Looking to take a break from hunting deer?
Wisconsin’s wild turkey season remains open during the gun deer season, and beyond, closing Jan. 5, 2020 in zones 1-5. The other turkey hunting zones, 6 and 7, closed Nov. 22.
Tales of a first Thanksgiving often mentioned venison and wild turkey meat being prepared. Both animal species were certainly abundant then as now.
With the proper license, authorization, stamp, gun, or bow, deer hunters, and others, can pursue turkeys, but NOT with a rifle. Of course, blaze orange clothing also must be worn.
All turkeys are legal game during fall with a turkey hunting license, stamp and authorization.

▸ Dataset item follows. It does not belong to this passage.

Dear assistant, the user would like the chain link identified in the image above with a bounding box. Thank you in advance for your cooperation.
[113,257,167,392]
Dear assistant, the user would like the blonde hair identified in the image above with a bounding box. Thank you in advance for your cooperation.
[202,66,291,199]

Archers, crossbowers, and gun deer hunters often comment on seeing turkeys and other game, particularly from a tree stand or while stump sitting. Taking away that hunter’s rifle and providing a shotgun, heavy shot, turkey license and authorizations most hunters would be good to go. Maybe a few turkey calls, if wanted, too.
Fall turkey hunting is somewhat different than the spring season. Both males and females are legal birds. Young and older turkeys are legal, too. In many zones additional authorizations can be purchased, even now. Additional meat might be handy if there is a large gathering coming across the river and through the woods.
Large groups of turkeys are called rafts, or rafters. Deer come in herds, elk in gangs.
Like venison, sometimes the young birds are better eating than the large, old toms or mature hens.
Calling works, sometimes. Decoying might, too. But a tried-and-true, sit-and-wait method is what got us to this point of considering turkey hunting in the first place.
The worst thing that may happen is a deer would walk past the hunting blind or stand and you’ll be anxious to get back to deer hunting.
Season Snippet: Backtags were required while hunting deer started in 1942 and discontinued in 2015. In 1967, turkey hunting backtags were issued as part of the turkey hunting license packet.